A 63 ans, Rachid Ammar, chef d’état-major de l’armée de terre, est devenu l’un des héros de la révolution tunisienne. Le 1 2 janvier, il a été limogé pour avoir refusé de donner l’ordre à ses soldats de tirer sur la foule. L’armée tunisienne, forte de 35 000 hommes, a été marginalisée par Ben Ali au profit de la police, dont les effectifs se montent à 1 50 000 hommes.
Au siège de la commission d’enquête sur la corruption et les malversations, les Tunisiens viennent déposer plainte, ou seulement raconter les expropriations et rackets en tous genres que leur ont fait subir les dignitaires du régime.

Le plan de Leïla

Leïla se voit alors déjà en train de présider aux destinées de la Tunisie enfin libérée de la tutelle agaçante de Ben Ali: elle n’a apparemment pas conscience de la haine féroce qu’elle suscite. «Qu’est-ce que les Tunisiens penseraient de moi comme présidente?» , avait-elle demandé, quelques semaines seulement avant l’immolation de Mohamed Bouazizi, aux membres de sa famille réunis en conclave au club Alissa, le cercle luxueux que dirige sa soeur Samira, près de Sidi Bou Saïd, le village chic qui domine Carthage. «Et si c’était Sakhr el Materi?» , a demandé une de ses soeurs, en mentionnant le gendre préféré de Leïla, celui dont elle a arrangé le mariage avec sa fille, Nesrine, et qu’on présentait souvent comme un des possibles dauphins de Ben Ali. Sèchement, Leïla l’a fait taire: « Vous pouvez toujours rêver! » Car Leïla a un plan. Elle aussi veut se débarrasser du président. C’est la révolution qui la prendra de vitesse.

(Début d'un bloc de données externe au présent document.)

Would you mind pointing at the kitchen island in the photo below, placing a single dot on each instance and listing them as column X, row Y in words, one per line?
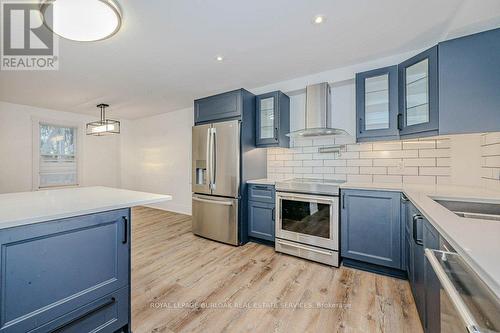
column 65, row 259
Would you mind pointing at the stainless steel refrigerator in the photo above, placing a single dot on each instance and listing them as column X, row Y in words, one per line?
column 216, row 181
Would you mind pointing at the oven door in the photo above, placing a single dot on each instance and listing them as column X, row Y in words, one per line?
column 308, row 219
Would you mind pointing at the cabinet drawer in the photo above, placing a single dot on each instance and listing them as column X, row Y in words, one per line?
column 50, row 269
column 106, row 314
column 261, row 220
column 262, row 193
column 218, row 107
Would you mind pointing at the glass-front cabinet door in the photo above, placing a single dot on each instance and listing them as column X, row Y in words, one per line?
column 377, row 104
column 267, row 119
column 418, row 94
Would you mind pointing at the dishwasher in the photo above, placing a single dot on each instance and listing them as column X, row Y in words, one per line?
column 466, row 303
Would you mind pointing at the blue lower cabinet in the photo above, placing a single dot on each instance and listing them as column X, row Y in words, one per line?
column 432, row 284
column 261, row 220
column 50, row 270
column 371, row 228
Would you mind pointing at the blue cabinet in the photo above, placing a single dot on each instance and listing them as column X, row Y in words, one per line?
column 272, row 120
column 432, row 284
column 261, row 212
column 65, row 272
column 221, row 107
column 469, row 77
column 377, row 104
column 371, row 228
column 261, row 220
column 418, row 95
column 416, row 246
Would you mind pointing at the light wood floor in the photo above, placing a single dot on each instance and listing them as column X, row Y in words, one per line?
column 183, row 283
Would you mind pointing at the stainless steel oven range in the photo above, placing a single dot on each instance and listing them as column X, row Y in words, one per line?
column 307, row 219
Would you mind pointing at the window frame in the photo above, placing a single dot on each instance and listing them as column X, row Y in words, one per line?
column 36, row 122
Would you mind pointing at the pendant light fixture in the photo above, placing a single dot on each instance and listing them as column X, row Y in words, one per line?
column 103, row 126
column 82, row 20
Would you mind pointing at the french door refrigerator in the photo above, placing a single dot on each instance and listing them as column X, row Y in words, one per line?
column 216, row 181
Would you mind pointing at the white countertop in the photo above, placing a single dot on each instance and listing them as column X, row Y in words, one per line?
column 32, row 207
column 262, row 181
column 477, row 241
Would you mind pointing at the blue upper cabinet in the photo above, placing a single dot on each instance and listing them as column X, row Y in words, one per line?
column 469, row 81
column 220, row 107
column 273, row 120
column 377, row 104
column 418, row 95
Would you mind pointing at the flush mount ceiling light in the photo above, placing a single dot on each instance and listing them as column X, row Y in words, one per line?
column 103, row 126
column 82, row 20
column 318, row 19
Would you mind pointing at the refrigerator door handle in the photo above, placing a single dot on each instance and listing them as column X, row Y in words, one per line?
column 215, row 202
column 214, row 158
column 209, row 156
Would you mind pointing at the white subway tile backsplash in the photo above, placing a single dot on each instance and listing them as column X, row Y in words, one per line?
column 389, row 154
column 406, row 171
column 284, row 157
column 360, row 178
column 443, row 161
column 407, row 162
column 360, row 147
column 419, row 144
column 359, row 162
column 347, row 170
column 387, row 179
column 393, row 145
column 334, row 162
column 292, row 163
column 434, row 153
column 323, row 170
column 302, row 156
column 373, row 170
column 387, row 162
column 302, row 170
column 434, row 171
column 312, row 163
column 419, row 161
column 428, row 180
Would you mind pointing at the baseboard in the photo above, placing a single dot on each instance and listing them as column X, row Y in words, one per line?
column 392, row 272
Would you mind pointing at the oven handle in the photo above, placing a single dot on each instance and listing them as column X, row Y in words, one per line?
column 303, row 248
column 310, row 198
column 452, row 292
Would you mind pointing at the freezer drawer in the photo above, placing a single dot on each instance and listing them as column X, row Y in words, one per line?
column 216, row 218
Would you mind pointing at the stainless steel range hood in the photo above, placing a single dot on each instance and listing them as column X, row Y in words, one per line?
column 318, row 106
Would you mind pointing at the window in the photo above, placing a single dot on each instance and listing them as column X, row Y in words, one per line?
column 57, row 156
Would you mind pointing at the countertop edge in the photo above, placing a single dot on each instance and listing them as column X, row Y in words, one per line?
column 412, row 195
column 99, row 209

Le ressentiment de la fille-mère

Incroyable destin que celui de cette femme, née en 1957 dans une famille de onze enfants, au coeur d’un des quartiers les plus pauvres de la médina. Lorsqu’il croise la route de l’ex-coiffeuse en 1984, le général Ben Ali est déjà marié et père de famille, il installe Leïla dans une villa cossue de la Soukra, près de Tunis. Leïla se souvient avec amertume de ces années d’amours clandestines. Lorsqu’elle est enceinte, les filles de Ben Ali viennent lui proposer de leur confier le bébé pour l’élever. C’est de cet épisode que vient la haine tenace qu’elle nourrit à l’égard de ses belles-filles. Et l’amour inconditionnel qu’elle voue à sa famille qui l’a soutenue dans ces moments difficiles. Plus tard, en 1992, lorsqu’elle s’installe enfin au palais avec le président, elle répète souvent devant ses interlocuteurs surpris qu’elle se vengera des grands bourgeois de Tunisie, ceux qui l’ont traitée par le mépris parce qu’elle était fille-mère, d’un milieu social défavorisé et qu’elle jure comme une charretière. Haineuse, elle promettait: «Je les écraserai. »
La détermination que montre Leïla à livrer la Tunisie aux appétits destructeurs de son clan s’explique aussi par ce ressentiment social qui l’a façonnée. Phase ultime de son ascension, la conquête du pouvoir lui offrira sa revanche finale. Madame la présidente sera vengée de toutes ces premières dames du monde arabe, aristocrates surdiplômées et cosmopolites qui la méprisent, comme Rania de Jordanie ou Sheikha Mozah du Qatar, et qui vont jusqu’à bouder les manifestations internationales auxquelles Leïla se rend. Et pendant que Bouazizi s’immole et que la rue s’enflamme en écho à son martyre, Leïla prépare son accession à la présidence. Imitant l’exemple de son mari qui, le 7 novembre 1987, avait destitué Habib Bour guiba pour sénilité avant de prendre sa place.

C’est donc ce rêve de pouvoir et de reconnaissance qui s’effondre ce vendredi 12 février à 17 heures sur le tarmac de l’aéroport de Tunis. «Monte, imbécile, toute ma vie il aura fallu que je supporte tes conneries » Le rêve de Leïla est devenu un cauchemar qui a pris le visage d’un vieux despote aux cheveux teints, au visage botoxé, celui-là même qu’elle voulait évincer et dont il lui faut désormais, à jamais, partager l’exil.